Just think how different that game would be if the Kansas City airport were only 20 minutes away from Lawrence. That day probably will never come, but it is worth noting that it is actually getting some discussion in Kansas City.
We’ve had an Associated Press article that talks about how Gov. Sam Brownback has people looking at the feasibility of a Johnson County airport, if Kansas City voters can’t agree on how to improve KCI. But that article didn’t have a lot of details. So a recent column by Steve Rose of The Kansas City Star caught my attention. Rose, a longtime journalist with deep contacts with Johnson County leaders, had a few more details about where a Johnson County airport could be located. One of the two prime spots is the former Sunflower Army Ammunition Plant.
For those of you unaware, that is just on the other side of the Johnson County/Douglas County line. It is thousands of acres, but the main entrance to the property is basically off Kansas Highway 10 at De Soto. You can get to De Soto from downtown Lawrence in about 20 minutes.
The other location mentioned in Rose’s column is the New Century Airfield near Gardner. That would perhaps be a little closer to Lawrence than KCI is, but not by a lot.
Now, I don’t profess to understand Kansas City politics (if you do, I think that entitles you to really strong medication), but I think the talk of a Johnson County airport is being used as a hedge against Kansas City voters not approving multimillion-dollar improvements to KCI.

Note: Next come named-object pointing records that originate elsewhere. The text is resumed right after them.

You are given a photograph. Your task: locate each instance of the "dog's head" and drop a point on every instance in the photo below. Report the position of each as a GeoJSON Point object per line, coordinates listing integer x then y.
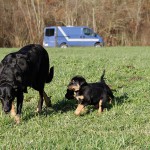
{"type": "Point", "coordinates": [76, 82]}
{"type": "Point", "coordinates": [6, 96]}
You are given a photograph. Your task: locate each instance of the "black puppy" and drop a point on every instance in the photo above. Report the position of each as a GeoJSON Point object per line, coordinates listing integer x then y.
{"type": "Point", "coordinates": [90, 93]}
{"type": "Point", "coordinates": [27, 67]}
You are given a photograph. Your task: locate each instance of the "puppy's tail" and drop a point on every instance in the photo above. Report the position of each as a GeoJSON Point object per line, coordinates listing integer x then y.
{"type": "Point", "coordinates": [50, 75]}
{"type": "Point", "coordinates": [102, 77]}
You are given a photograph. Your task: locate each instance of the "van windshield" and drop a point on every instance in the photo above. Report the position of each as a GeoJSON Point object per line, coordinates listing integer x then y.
{"type": "Point", "coordinates": [87, 31]}
{"type": "Point", "coordinates": [49, 32]}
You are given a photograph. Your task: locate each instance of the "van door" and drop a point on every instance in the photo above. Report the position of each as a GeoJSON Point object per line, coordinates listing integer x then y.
{"type": "Point", "coordinates": [49, 37]}
{"type": "Point", "coordinates": [89, 38]}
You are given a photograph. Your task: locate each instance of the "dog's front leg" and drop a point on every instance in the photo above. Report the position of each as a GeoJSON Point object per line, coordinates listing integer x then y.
{"type": "Point", "coordinates": [40, 103]}
{"type": "Point", "coordinates": [19, 106]}
{"type": "Point", "coordinates": [79, 109]}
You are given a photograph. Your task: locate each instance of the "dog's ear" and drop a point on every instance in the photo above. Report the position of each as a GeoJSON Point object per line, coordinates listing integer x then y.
{"type": "Point", "coordinates": [1, 67]}
{"type": "Point", "coordinates": [82, 81]}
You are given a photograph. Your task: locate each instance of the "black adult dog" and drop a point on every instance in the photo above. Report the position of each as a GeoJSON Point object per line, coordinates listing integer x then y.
{"type": "Point", "coordinates": [97, 93]}
{"type": "Point", "coordinates": [27, 67]}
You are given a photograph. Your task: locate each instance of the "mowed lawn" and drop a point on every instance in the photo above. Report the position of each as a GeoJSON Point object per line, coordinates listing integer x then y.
{"type": "Point", "coordinates": [124, 126]}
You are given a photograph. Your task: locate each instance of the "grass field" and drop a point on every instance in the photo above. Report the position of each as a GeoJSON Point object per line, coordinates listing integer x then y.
{"type": "Point", "coordinates": [126, 126]}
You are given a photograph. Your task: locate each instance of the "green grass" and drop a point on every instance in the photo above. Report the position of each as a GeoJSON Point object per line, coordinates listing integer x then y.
{"type": "Point", "coordinates": [126, 126]}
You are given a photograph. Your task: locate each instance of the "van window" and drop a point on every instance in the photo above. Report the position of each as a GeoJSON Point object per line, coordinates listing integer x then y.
{"type": "Point", "coordinates": [87, 31]}
{"type": "Point", "coordinates": [49, 32]}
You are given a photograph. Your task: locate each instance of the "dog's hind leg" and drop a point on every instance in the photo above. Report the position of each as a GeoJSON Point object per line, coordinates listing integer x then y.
{"type": "Point", "coordinates": [19, 107]}
{"type": "Point", "coordinates": [13, 112]}
{"type": "Point", "coordinates": [47, 100]}
{"type": "Point", "coordinates": [100, 106]}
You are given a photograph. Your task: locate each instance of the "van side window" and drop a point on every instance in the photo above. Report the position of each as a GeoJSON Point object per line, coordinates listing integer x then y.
{"type": "Point", "coordinates": [87, 31]}
{"type": "Point", "coordinates": [49, 32]}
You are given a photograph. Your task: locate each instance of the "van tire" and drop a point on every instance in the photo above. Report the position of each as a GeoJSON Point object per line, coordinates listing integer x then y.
{"type": "Point", "coordinates": [63, 45]}
{"type": "Point", "coordinates": [98, 45]}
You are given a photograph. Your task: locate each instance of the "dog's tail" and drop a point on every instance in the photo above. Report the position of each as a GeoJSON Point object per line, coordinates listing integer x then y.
{"type": "Point", "coordinates": [50, 75]}
{"type": "Point", "coordinates": [102, 79]}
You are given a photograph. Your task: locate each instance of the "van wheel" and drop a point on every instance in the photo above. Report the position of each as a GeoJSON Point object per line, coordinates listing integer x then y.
{"type": "Point", "coordinates": [98, 45]}
{"type": "Point", "coordinates": [63, 45]}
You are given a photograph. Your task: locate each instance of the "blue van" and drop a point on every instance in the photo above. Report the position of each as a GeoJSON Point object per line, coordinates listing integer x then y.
{"type": "Point", "coordinates": [64, 36]}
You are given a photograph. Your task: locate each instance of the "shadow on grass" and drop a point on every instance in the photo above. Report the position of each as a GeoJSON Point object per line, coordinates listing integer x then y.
{"type": "Point", "coordinates": [65, 105]}
{"type": "Point", "coordinates": [61, 106]}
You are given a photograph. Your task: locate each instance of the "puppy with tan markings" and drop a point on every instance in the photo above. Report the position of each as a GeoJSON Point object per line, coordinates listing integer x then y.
{"type": "Point", "coordinates": [85, 93]}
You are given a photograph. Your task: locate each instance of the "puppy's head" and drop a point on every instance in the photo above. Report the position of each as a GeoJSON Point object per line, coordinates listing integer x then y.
{"type": "Point", "coordinates": [76, 82]}
{"type": "Point", "coordinates": [6, 96]}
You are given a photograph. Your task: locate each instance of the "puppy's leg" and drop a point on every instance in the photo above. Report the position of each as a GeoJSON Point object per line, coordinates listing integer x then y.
{"type": "Point", "coordinates": [100, 106]}
{"type": "Point", "coordinates": [19, 107]}
{"type": "Point", "coordinates": [110, 100]}
{"type": "Point", "coordinates": [79, 109]}
{"type": "Point", "coordinates": [13, 112]}
{"type": "Point", "coordinates": [47, 100]}
{"type": "Point", "coordinates": [80, 97]}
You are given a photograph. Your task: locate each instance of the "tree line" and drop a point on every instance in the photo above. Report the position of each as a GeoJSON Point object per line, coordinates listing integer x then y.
{"type": "Point", "coordinates": [119, 22]}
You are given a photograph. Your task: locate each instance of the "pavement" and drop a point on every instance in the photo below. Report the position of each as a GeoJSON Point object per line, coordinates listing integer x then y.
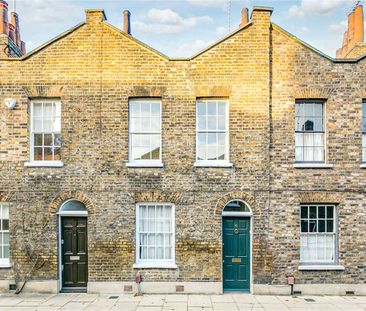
{"type": "Point", "coordinates": [226, 302]}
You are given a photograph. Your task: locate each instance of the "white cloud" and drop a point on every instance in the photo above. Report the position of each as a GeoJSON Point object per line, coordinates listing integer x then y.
{"type": "Point", "coordinates": [46, 11]}
{"type": "Point", "coordinates": [168, 22]}
{"type": "Point", "coordinates": [221, 30]}
{"type": "Point", "coordinates": [209, 3]}
{"type": "Point", "coordinates": [189, 49]}
{"type": "Point", "coordinates": [340, 27]}
{"type": "Point", "coordinates": [318, 7]}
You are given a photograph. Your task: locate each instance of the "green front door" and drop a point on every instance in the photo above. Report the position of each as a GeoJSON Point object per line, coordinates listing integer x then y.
{"type": "Point", "coordinates": [236, 254]}
{"type": "Point", "coordinates": [74, 253]}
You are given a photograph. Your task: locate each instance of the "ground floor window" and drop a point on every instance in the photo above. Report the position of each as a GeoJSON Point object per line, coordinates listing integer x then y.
{"type": "Point", "coordinates": [4, 235]}
{"type": "Point", "coordinates": [318, 237]}
{"type": "Point", "coordinates": [155, 236]}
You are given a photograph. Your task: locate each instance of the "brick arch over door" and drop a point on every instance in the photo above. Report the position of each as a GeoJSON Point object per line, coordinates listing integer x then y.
{"type": "Point", "coordinates": [64, 196]}
{"type": "Point", "coordinates": [234, 195]}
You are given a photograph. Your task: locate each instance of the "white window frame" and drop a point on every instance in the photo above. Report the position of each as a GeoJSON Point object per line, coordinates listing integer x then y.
{"type": "Point", "coordinates": [315, 164]}
{"type": "Point", "coordinates": [363, 147]}
{"type": "Point", "coordinates": [154, 263]}
{"type": "Point", "coordinates": [4, 262]}
{"type": "Point", "coordinates": [42, 163]}
{"type": "Point", "coordinates": [215, 163]}
{"type": "Point", "coordinates": [144, 163]}
{"type": "Point", "coordinates": [319, 263]}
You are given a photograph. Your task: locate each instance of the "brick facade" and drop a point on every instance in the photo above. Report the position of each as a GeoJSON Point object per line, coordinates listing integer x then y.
{"type": "Point", "coordinates": [95, 68]}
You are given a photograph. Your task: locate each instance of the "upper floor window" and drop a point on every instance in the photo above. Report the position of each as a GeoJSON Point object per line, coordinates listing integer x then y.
{"type": "Point", "coordinates": [155, 235]}
{"type": "Point", "coordinates": [4, 235]}
{"type": "Point", "coordinates": [318, 234]}
{"type": "Point", "coordinates": [212, 145]}
{"type": "Point", "coordinates": [309, 131]}
{"type": "Point", "coordinates": [145, 132]}
{"type": "Point", "coordinates": [364, 130]}
{"type": "Point", "coordinates": [45, 130]}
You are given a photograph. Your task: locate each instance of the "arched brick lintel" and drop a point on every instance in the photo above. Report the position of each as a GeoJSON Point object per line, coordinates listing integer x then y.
{"type": "Point", "coordinates": [64, 196]}
{"type": "Point", "coordinates": [234, 195]}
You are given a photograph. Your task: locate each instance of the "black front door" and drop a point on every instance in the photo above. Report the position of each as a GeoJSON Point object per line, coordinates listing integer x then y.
{"type": "Point", "coordinates": [74, 252]}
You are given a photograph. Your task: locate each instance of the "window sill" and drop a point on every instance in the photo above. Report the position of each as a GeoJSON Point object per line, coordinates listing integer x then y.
{"type": "Point", "coordinates": [321, 267]}
{"type": "Point", "coordinates": [44, 164]}
{"type": "Point", "coordinates": [155, 265]}
{"type": "Point", "coordinates": [212, 164]}
{"type": "Point", "coordinates": [313, 165]}
{"type": "Point", "coordinates": [144, 164]}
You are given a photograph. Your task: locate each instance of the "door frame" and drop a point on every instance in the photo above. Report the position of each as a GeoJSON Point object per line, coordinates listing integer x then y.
{"type": "Point", "coordinates": [239, 215]}
{"type": "Point", "coordinates": [61, 214]}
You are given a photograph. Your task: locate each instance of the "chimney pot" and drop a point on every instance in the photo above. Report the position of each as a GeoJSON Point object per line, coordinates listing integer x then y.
{"type": "Point", "coordinates": [244, 17]}
{"type": "Point", "coordinates": [4, 17]}
{"type": "Point", "coordinates": [359, 22]}
{"type": "Point", "coordinates": [127, 22]}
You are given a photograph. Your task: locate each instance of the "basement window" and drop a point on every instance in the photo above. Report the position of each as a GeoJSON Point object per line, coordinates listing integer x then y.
{"type": "Point", "coordinates": [4, 235]}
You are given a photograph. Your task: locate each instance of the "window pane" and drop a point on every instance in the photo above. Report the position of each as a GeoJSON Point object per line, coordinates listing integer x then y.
{"type": "Point", "coordinates": [37, 124]}
{"type": "Point", "coordinates": [38, 154]}
{"type": "Point", "coordinates": [57, 140]}
{"type": "Point", "coordinates": [304, 212]}
{"type": "Point", "coordinates": [38, 139]}
{"type": "Point", "coordinates": [318, 110]}
{"type": "Point", "coordinates": [312, 214]}
{"type": "Point", "coordinates": [212, 123]}
{"type": "Point", "coordinates": [37, 110]}
{"type": "Point", "coordinates": [321, 211]}
{"type": "Point", "coordinates": [48, 139]}
{"type": "Point", "coordinates": [309, 110]}
{"type": "Point", "coordinates": [48, 110]}
{"type": "Point", "coordinates": [221, 108]}
{"type": "Point", "coordinates": [304, 226]}
{"type": "Point", "coordinates": [155, 109]}
{"type": "Point", "coordinates": [330, 213]}
{"type": "Point", "coordinates": [221, 123]}
{"type": "Point", "coordinates": [211, 108]}
{"type": "Point", "coordinates": [57, 154]}
{"type": "Point", "coordinates": [201, 109]}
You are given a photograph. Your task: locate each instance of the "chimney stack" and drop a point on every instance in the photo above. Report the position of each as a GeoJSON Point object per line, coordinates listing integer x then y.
{"type": "Point", "coordinates": [354, 36]}
{"type": "Point", "coordinates": [127, 22]}
{"type": "Point", "coordinates": [244, 17]}
{"type": "Point", "coordinates": [3, 17]}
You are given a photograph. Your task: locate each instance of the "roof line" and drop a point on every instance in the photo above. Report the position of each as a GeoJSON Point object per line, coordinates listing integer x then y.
{"type": "Point", "coordinates": [303, 43]}
{"type": "Point", "coordinates": [46, 44]}
{"type": "Point", "coordinates": [215, 43]}
{"type": "Point", "coordinates": [137, 41]}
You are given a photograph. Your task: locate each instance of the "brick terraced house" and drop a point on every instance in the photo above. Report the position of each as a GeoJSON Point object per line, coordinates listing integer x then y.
{"type": "Point", "coordinates": [233, 170]}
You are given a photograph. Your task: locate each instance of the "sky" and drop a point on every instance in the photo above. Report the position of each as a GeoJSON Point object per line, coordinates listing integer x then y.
{"type": "Point", "coordinates": [181, 28]}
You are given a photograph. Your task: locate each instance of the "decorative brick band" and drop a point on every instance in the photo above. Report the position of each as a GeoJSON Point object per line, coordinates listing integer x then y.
{"type": "Point", "coordinates": [5, 196]}
{"type": "Point", "coordinates": [319, 197]}
{"type": "Point", "coordinates": [212, 91]}
{"type": "Point", "coordinates": [146, 91]}
{"type": "Point", "coordinates": [235, 195]}
{"type": "Point", "coordinates": [64, 196]}
{"type": "Point", "coordinates": [314, 93]}
{"type": "Point", "coordinates": [43, 91]}
{"type": "Point", "coordinates": [161, 196]}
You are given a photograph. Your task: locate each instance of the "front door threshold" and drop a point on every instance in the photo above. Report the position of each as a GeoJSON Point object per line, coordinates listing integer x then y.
{"type": "Point", "coordinates": [73, 290]}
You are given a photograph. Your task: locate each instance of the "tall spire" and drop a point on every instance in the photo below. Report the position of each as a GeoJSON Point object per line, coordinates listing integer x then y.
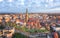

Even the supporters of a Johnson County airport are acknowledging it is a long shot, but it is a long shot with stakes so high that it merits attention. Rose’s column said there are 60,000 jobs connected to the airport in one way or another. It could be a game changer for economic development in Douglas County. Being 20 minutes from an international airport — rather than the nearly 50 minutes today — could open up new types of economic development opportunities. It could especially affect the Douglas County community of Eudora. Eudora’s industrial park is less than a 10 minute drive from De Soto.
Of course, there could be negative impacts too. Airports are noisy by nature and attract a lot of traffic. I’m sure those would be concerns.
Again, it likely will be a moot point, but until that is certain, it is an issue Douglas County leaders should watch.